$$\lim_{N\to \infty} L_N = \lim_{N \to \infty} \Delta x \sum_{j=0}^{N-1} f(x_j) = \lim_{N \to \infty} \frac{4}{N} \sum_{j=0}^{N-1} (\frac {35}{2}[\frac{4j}{N} + 4])$$ $f(x) = (\frac{35}{2}(x+4))$ , $x_j = \frac{4j}{N}$ , $\Delta x = \frac{4}{N}$
I need to find the limit of $L_{N}$ at $[0,4]$ I've found $x_j$ and $\Delta x$ but am having trouble finding the limit.
On
A more basic way of handling this is to write the sum as $\frac{280}{N^2}\sum_{j= 0}^{N-1} j+ \frac{280}{N}\sum_{j= 0}^{N-1} 1$.
Adding 1 a total of N times (from 0 to N-1) is, of course, N so the second sum is just 280 which is independent of N. The first sum involves $\sum_{j=0}^{N-1} j= \sum_{j= 1}^{N-1} j$ (since the j= 0 term is just 0). It is well known, and easy to prove, that $\sum_{j= 1}^M j= \frac{M(M+1)}{2}$ so $\sum_{j= 0}^{N-1} j= \frac{(N-1)N}{2}= \frac{N^2- N}{2}$. $\frac{280}{N^2}\sum_{j=0}^{N-1} j= \frac{280(N^2- N)}{2N^2}= 140- \frac{140}{N}$. That obviously goes to 140 as N goes to infinity. Thus the initial limit is 280+ 140= 420.
Consider $f(x)=\frac{35}{2} (x+4)$, $f$ is continous on $[0,4]$, hence integrable there.

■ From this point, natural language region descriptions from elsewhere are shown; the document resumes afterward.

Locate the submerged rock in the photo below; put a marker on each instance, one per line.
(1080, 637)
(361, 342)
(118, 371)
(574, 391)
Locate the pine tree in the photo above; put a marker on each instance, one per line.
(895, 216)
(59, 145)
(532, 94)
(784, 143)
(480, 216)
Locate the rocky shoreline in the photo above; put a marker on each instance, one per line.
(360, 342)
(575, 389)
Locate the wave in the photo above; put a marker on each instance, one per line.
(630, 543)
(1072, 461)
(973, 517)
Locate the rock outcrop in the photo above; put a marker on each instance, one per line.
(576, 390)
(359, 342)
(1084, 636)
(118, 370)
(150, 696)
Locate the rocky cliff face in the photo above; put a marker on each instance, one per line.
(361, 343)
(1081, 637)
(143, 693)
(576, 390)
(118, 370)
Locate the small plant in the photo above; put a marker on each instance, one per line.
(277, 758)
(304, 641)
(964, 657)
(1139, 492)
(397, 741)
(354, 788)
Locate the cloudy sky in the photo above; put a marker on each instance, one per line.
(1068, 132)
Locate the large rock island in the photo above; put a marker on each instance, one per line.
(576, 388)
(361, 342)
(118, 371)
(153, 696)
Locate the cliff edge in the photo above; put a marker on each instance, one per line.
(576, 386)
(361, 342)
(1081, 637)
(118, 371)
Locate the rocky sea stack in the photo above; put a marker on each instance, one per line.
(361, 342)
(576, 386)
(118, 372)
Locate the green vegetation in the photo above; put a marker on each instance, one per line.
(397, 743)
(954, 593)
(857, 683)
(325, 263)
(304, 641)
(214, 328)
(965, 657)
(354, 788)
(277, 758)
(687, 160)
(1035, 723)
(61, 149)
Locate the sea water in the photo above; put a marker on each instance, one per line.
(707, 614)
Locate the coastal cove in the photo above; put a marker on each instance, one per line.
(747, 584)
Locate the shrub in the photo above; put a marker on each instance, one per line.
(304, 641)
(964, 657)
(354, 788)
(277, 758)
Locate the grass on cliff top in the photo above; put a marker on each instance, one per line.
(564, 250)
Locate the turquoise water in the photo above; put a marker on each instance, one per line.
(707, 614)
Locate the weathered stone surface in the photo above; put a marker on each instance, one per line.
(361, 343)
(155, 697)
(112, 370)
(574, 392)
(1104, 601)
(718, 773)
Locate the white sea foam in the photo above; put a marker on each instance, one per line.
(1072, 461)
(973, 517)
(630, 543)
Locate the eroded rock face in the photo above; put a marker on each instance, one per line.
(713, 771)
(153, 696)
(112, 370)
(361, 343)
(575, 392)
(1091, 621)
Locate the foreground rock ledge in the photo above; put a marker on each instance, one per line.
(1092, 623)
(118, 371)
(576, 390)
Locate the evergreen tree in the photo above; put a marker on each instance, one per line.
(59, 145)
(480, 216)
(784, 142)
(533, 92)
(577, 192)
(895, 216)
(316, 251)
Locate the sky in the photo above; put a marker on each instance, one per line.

Divide $[0,4]$ into n equal part, i.e. $$0=\frac{4*0}{n}<\frac{4*1}{n}<...<\frac{4(n-1)}{n}<\frac{4*n}{n}=4$$ Note that each subinterval has width $$\Delta x=\frac{4}{n}$$ Pick $\xi_i=\frac{4}{n}$, we can form the following Riemann sum $$\sigma=\sum_{i=1}^{n}f(\xi_i)\Delta x$$ As $n \to \infty$, $\Delta x \to 0$, therefore $$\lim_{n \to \infty}\sum_{i=1}^{n}f(\xi_i)\Delta x=\int_{0}^{4}f(x)dx$$